Heart attack victim meets stranger who saved his life

Ron Simmons meets Dr. Kim Copeland, who saved his life with CPR. (Source: WAFF) Ron Simmons meets Dr. Kim Copeland, who saved his life with CPR. (Source: WAFF)
DECATUR, AL (WAFF) -

66-year-old Ron Simmons has a lot to be grateful for. He collapsed in a church on Aug. 5. But a group of strangers there saved his life.

Simmons had a "total cardiac arrest" while playing music at a funeral at West Minister Presbyterian in Decatur. A physician named Kim Copeland was in the audience and knew something was wrong. Copeland said he "checked and sure enough, no pulse."

Copeland said CPR was immediately started. He said it was a team effort with help from some other physicians and a physician's assistant who were in the audience.

Simmons was taken to Decatur General then transported to the cardiac unit at Huntsville Hospital. He went to Health South for rehabilitation on Sept. 5.

Copeland said despite what you see in movies, CPR doesn't always work. But in this case "It made a difference." He recommends taking a CPR class.

"It may be for one of your family members that you need it," he said.

Simmons never met Copeland until Ellis Chenault hatched a well-crafted, secret plan to introduce the two at a recent Rotary Club meeting.

"You can't imagine how anxious I am to meet him and to have a chance to say thanks," said Simmons.

As the two men met, they shook hands, hugged and talked.

"It's almost more than I can talk about because I am so incredibly grateful to him for giving me so many second chances." Simmons said.
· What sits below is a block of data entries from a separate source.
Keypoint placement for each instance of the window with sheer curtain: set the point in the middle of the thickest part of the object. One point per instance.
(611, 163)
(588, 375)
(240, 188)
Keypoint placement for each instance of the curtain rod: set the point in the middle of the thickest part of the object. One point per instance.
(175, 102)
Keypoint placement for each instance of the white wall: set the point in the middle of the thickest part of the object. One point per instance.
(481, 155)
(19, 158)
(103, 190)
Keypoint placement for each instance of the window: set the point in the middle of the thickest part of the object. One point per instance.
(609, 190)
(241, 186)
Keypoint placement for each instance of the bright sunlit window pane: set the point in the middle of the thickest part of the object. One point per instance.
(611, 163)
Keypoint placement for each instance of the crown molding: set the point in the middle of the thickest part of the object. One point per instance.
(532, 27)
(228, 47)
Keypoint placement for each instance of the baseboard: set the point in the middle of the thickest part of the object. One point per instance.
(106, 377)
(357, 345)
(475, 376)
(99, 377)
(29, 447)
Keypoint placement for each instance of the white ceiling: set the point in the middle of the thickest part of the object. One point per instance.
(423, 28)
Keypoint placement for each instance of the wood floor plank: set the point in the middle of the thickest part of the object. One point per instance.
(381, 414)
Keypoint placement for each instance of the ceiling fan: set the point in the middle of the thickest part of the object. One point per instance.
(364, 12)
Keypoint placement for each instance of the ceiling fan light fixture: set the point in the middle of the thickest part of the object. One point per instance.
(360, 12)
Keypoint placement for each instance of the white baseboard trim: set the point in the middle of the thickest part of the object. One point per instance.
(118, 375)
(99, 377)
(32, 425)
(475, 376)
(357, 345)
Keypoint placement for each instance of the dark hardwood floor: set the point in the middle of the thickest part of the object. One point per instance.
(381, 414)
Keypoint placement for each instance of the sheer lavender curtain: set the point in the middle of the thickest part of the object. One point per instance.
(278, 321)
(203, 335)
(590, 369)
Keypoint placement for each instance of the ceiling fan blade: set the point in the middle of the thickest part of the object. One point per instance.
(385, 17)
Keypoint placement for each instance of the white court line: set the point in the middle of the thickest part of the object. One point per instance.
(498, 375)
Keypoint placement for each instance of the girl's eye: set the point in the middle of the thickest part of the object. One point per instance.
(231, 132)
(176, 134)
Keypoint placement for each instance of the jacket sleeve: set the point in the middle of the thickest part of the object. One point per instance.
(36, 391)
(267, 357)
Simmons said he was left with a slow speech pattern but expects that will change.  He said his cardiologist said he should be totally back to normal in six months to a year.

And for the folks who worked on Simmons, there was never a question of giving up.

"We knew we could continue our efforts until we got a heart tracing where they could start administering some medicines. But no we never considered stopping," Copeland said.